Tous les ans, le 21 janvier, Bonne Maman fait dire une Messe pour Louis XVI. Nous y assistons tous et chaque année Bonne Maman est harcelée de questions sur la mort du pauvre roi, sur son grand-père, Bon Papa d’Hangest qui fut, lui aussi, emprisonné et guillotiné à Arras ; sur le Père de Bonne Maman qui avait fait sa première communion, caché, avec les siens, dans une cave, qui ne riait jamais et qui avait une si belle collection de tulipes. Bonne Maman était une royaliste ardente. Elle lisait L’Univers et avait une grande admiration pour Louis Veuillet. Elle discutait passionnément ses opinions avec mon Père, bonapartiste lui ; mais Papa l’aimait et respectait ses idées, la sentant si proche, encore, du roi martyr.
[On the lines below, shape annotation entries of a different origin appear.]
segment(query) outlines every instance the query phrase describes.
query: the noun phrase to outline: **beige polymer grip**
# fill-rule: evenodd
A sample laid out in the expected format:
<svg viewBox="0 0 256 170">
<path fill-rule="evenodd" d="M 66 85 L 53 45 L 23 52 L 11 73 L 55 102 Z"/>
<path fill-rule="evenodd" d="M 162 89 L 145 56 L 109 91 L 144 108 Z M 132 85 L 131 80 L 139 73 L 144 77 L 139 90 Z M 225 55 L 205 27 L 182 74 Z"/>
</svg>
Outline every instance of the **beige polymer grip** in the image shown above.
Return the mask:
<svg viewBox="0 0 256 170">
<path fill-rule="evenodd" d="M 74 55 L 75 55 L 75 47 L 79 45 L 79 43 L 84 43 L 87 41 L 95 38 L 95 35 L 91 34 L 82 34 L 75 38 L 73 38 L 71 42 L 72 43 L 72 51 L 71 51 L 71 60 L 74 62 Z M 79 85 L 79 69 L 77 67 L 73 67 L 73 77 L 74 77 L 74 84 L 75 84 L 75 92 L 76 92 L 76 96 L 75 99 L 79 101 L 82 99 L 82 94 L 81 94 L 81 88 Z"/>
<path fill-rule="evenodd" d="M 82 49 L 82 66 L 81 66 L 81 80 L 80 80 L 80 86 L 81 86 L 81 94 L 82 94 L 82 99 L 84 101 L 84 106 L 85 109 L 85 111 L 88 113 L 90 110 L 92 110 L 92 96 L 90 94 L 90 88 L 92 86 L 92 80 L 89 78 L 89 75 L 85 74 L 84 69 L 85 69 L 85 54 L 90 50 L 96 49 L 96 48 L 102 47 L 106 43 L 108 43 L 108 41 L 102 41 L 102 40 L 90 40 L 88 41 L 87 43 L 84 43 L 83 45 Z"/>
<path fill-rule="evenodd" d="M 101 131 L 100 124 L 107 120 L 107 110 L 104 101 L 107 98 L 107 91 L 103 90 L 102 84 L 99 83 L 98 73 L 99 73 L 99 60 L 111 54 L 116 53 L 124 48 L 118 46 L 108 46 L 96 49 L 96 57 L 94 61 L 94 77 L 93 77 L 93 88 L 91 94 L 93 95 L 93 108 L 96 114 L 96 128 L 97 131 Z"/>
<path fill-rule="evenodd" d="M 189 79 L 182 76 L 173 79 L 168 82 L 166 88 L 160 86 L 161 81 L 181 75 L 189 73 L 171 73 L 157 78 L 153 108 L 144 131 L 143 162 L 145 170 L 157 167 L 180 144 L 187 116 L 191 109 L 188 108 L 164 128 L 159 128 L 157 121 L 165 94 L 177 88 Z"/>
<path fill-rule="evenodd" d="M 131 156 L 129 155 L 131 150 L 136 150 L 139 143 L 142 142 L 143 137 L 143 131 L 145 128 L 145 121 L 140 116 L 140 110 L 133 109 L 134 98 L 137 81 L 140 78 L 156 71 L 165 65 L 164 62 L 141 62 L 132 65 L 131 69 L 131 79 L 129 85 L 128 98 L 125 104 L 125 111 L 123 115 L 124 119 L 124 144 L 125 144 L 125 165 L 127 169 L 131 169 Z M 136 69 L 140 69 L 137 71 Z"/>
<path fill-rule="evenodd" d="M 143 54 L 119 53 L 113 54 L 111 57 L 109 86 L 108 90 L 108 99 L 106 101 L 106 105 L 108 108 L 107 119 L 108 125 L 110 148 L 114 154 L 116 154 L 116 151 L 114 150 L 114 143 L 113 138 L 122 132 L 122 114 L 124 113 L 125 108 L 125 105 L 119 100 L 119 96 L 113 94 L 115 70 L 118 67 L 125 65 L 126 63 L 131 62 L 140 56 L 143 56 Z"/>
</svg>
Elle avait vu tant souffrir autour d’elle et avait été élevée dans l’épouvante de la révolution qui avait fauché les siens et ruiné sa famille.

Bonne Maman parlait aussi souvent d’un de ses très chers Cousins, M. Emmanuel Bailly de Surcy, de Berteaucourt, qui, avec Ozanam, avait fondé les conférences de St Vincent-de-Paul. Ses deux fils furent les admirables pères Vincent de Paul et Emmanuel Bailly.

Bonne Maman avait eu un grave accident à l’âge de 25 ans. Elle avait fait une chute sur un genou et ne s’en était jamais bien guérie. Elle ne pouvait aller à l’église, au village, à la ville, sans sa voiture. C’était un petit panier à quatre roues. Elle conduisait elle-même son cheval qui était un poney portant le nom de Colibri.

Souvent elle prenait auprès d’elle ses petits-enfants, et je me figure que si pareil équipage apparaissait maintenant au tournant de la route, il aurait un succès fou.

Une Bonne Maman en papillotes, entourée d’une nichée de minois roses et Colibri galopant, avec sa longue queue noire qui balayait la terre, et sa crinière qui volait comme une chevelure.